When I used my own variable, TextListHeader, in the formula area
TextListHeader holds “Pattern 1” + ¬ + “Pattern 2” + ¬ + “Pattern 3” + CR() +
“N/A” + ¬ + “N/A” + ¬ + “N/A”
and pushed Apply, there would be no header but “Pattern 1”, as with A in the example above, would repeat in the first and second row

The blueprint shows it’s picking up the desired variable:
“$BorderTopMargin”,“0 px”,

If I used the Multiple Columms box and put in
Pattern 1
Pattern 2
Pattern 3

I get three columns with Pattern 1, Pattern 2, and Pattern 3 as headers but those headers were also repeated in the first two rows like

Pattern 1. Pattern 2. Pattern 3
Pattern 1. Pattern 2. Pattern 3
Pattern 1. Pattern 2. Pattern 3

If I click on any column/row my value variable would contain the contents of all three columns and both rows as
Pattern 1. Pattern 2. Pattern 3
Pattern 1. Pattern 2. Pattern 3

Allow Multiple selections is not checked.
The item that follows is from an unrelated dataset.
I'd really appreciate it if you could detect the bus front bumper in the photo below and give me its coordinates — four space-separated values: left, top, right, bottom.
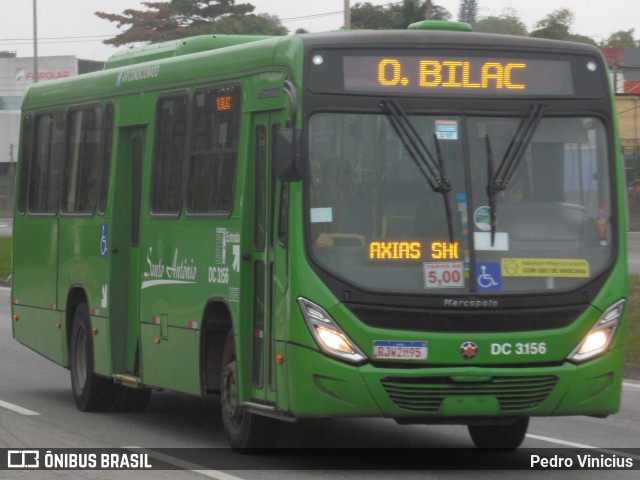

I deleted that Text List Object and started fresh with a new one.

After setting TextListHeader = “Pattern 1” + ¬ + “Pattern 2” + ¬ + “Pattern 3” + CR() +
“N/A” + ¬ + “N/A” + ¬ + “N/A”
I put TextListHeader in the Formula area and pushed Apply

This time it was much better behaved. The Column Headers were in the right place but there was no content in the rows. I expected an “N/A” under each column in the first row.

My Procedure, ProcessHintSelection, for now, just displays what was clicked on in the Text List.
Message "You clicked on " + LocationSelection
I have, Call ProcessHintSelection, in the Procedure area but it doesn’t fire when I click on any Column/Row

I then put the "Message “You clicked on " + LocationSelection” directly in the Procedure area - still no Joy.

So I’m just missing something. I have looked in Text List ProgrammingTime for attack method B.
I’ll open a separate database and paste in the examples given in the help links. Once they are working, I can modify headers and content to the data I’m using.

I’ll also review the videos.

You are embedding the column names in the data itself, which is fine, but you have to tell Panorama that you want to do that:

If you don’t check the First Row Contains Column Names option, Panorama will expect the column names to be set up in the property inspector rather than grabbing them from the data.